# OPTaaS Scikit-learn Pipelines

You can use OPTaaS to optimize any scikit-learn pipeline. The OPTaaS Python client will generate parameters and constraints for you based on the estimators that you want to include in your pipeline.

## Load your dataset

Let's load a classic data set, "iris", which comes packaged in scikit-learn. The dataset contains three types of flowers, and 50 measurements of four characteristics of these flowers (sepal length, sepal width, petal length and petal width). So we have 150 rows (50 per flower type), 4 input columns (the four features), and one target column (the name of the flower).

In [1]:
from sklearn import datasets

iris = datasets.load_iris()

## Create your estimators

We will use PCA to reduce the input dimensions, and then discover the type of flower with a Random Forest Classifier.

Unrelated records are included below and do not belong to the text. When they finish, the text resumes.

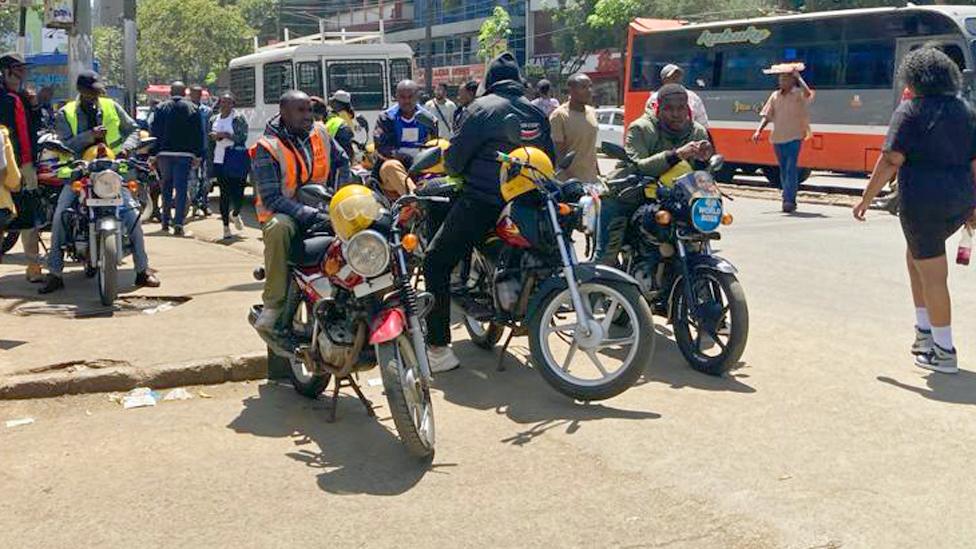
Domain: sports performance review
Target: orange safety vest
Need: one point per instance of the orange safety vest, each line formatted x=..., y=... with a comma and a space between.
x=291, y=164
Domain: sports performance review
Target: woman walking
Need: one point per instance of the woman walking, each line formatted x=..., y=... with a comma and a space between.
x=228, y=134
x=788, y=108
x=931, y=146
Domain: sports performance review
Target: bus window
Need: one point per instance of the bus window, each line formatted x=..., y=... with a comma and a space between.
x=362, y=79
x=310, y=77
x=870, y=65
x=242, y=85
x=278, y=78
x=399, y=70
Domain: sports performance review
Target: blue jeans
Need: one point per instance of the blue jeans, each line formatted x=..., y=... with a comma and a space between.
x=130, y=221
x=789, y=173
x=174, y=175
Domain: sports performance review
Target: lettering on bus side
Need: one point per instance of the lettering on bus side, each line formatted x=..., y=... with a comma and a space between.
x=750, y=35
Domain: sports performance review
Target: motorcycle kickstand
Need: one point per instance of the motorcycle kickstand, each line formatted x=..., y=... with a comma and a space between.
x=348, y=381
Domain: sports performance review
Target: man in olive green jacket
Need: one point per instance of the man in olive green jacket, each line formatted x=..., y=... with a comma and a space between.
x=659, y=140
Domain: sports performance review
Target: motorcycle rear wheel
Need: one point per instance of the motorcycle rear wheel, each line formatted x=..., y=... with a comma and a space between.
x=731, y=332
x=408, y=394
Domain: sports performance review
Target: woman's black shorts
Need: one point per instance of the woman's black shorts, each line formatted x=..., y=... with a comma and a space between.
x=926, y=234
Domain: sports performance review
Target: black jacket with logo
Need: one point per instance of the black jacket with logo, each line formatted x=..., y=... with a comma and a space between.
x=481, y=130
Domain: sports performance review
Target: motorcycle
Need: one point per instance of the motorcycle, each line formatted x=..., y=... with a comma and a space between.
x=353, y=308
x=94, y=231
x=526, y=277
x=667, y=249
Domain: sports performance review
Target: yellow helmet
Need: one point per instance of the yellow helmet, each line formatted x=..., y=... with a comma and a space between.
x=515, y=184
x=352, y=209
x=437, y=169
x=98, y=151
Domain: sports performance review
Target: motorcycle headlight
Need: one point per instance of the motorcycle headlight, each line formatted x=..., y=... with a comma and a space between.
x=107, y=184
x=367, y=253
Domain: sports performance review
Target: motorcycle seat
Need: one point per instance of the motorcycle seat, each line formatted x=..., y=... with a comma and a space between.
x=313, y=250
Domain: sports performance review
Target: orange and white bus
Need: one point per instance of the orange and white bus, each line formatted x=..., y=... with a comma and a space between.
x=851, y=59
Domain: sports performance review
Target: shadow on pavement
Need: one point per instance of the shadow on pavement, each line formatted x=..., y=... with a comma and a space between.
x=520, y=394
x=953, y=389
x=356, y=454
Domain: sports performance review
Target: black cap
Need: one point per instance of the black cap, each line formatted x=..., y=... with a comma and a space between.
x=12, y=59
x=89, y=80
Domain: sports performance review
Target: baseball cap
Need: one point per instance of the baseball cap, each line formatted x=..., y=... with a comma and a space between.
x=341, y=96
x=89, y=80
x=12, y=59
x=669, y=70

You can also use ExtraTreesClassifier, LinearSVC and VotingClassifier.

In [2]:
from sklearn.pipeline import Pipeline
from sklearn.decomposition import PCA
from sklearn.ensemble import RandomForestClassifier

estimators =[('pca', PCA()), ('rf', RandomForestClassifier())]

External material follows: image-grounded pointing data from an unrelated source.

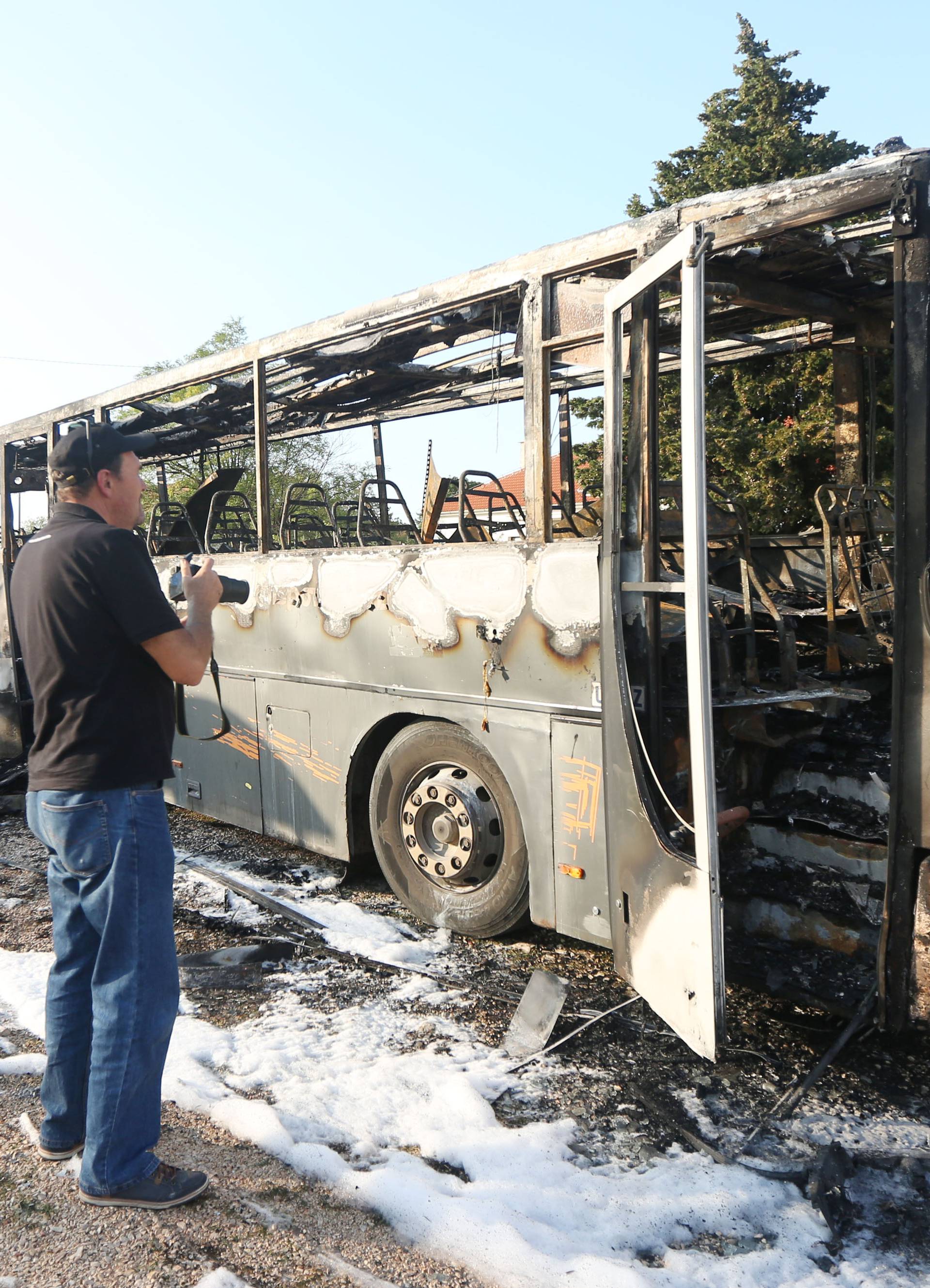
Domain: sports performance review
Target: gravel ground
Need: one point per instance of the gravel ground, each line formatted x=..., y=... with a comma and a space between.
x=628, y=1083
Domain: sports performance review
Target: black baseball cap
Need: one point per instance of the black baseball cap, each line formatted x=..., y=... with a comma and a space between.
x=91, y=447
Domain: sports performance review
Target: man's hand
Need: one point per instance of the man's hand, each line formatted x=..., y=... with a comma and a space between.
x=183, y=655
x=204, y=589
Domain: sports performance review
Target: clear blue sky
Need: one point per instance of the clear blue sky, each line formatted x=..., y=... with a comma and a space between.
x=169, y=165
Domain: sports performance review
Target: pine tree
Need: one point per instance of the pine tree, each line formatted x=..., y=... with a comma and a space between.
x=769, y=420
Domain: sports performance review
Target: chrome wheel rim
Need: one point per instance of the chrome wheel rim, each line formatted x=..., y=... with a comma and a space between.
x=451, y=826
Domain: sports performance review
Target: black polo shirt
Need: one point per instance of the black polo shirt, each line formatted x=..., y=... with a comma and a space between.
x=85, y=596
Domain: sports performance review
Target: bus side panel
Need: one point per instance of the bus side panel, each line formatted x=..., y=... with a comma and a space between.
x=219, y=778
x=303, y=770
x=581, y=897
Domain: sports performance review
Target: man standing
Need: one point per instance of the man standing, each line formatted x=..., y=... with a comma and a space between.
x=101, y=645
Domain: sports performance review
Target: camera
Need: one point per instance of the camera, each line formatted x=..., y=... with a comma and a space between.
x=235, y=592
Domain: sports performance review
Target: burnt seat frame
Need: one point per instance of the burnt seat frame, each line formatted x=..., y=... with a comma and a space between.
x=470, y=527
x=231, y=526
x=307, y=519
x=374, y=519
x=163, y=522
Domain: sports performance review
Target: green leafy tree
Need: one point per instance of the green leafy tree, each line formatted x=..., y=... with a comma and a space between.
x=769, y=420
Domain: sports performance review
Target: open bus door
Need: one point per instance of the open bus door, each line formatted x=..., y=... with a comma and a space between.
x=666, y=917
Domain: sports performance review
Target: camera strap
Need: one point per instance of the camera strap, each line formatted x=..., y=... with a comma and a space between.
x=181, y=713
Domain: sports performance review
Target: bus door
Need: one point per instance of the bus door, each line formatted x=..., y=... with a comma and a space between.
x=666, y=919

## Connect to the OPTaaS server using your API Key

We now create a client, and connect to the web service that will perform our optimization. You will need to input your personal API key. Make sure you keep your key private and don't commit it to your version control system. 

In [3]:
from mindfoundry.optaas.client.sklearn_pipelines.client import OPTaaSSklearnClient

client = OPTaaSSklearnClient('<URL of your OPTaaS server>', '<Your OPTaaS API key>')

## Create your Task
We create the task by providing only our estimators. The parameters and constraints will be generated automatically.

In [4]:
task = client.create_sklearn_task(
    title='My Pipeline Optimization', 
    estimators=estimators,
    feature_count=len(iris.feature_names)
)

display(task.parameters)

[{'default': 'auto',
  'enum': ['arpack', 'auto', 'full', 'randomized'],
  'id': 'pca__svd_solver',
  'name': 'pca__svd_solver',
  'type': 'categorical'},
 {'choices': [{'id': 'pca__n_components_int',
    'maximum': 4,
    'minimum': 1,
    'name': 'pca__n_components_int',
    'type': 'integer'},
   {'id': 'pca__n_components_float',
    'maximum': 0.9999999999999999,
    'minimum': 5e-324,
    'name': 'pca__n_components_float',
    'type': 'number'},
   {'id': 'pca__n_components_mle',
    'name': 'pca__n_components_mle',
    'type': 'constant',
    'value': 'mle'}],
  'id': 'pca__n_components',
  'includeInDefault': False,
  'name': 'pca__n_components',
  'optional': True,
  'type': 'choice'},
 {'default': False,
  'id': 'pca__whiten',
  'name': 'pca__whiten',
  'type': 'boolean'},
 {'default': 0.0,
  'id': 'pca__tol',
  'maximum': 1,
  'minimum': 0,
  'name': 'pca__tol',
  'optional': True,
  'type': 'number'},
 {'id': 'pca__iterated_power',
  'includeInDefault': False,
  'maximum': 9

## Generate the first configuration

Here OPTaaS gives us the first configuration (set of parameter values) for our problem. 

In [5]:
configuration = task.generate_configuration()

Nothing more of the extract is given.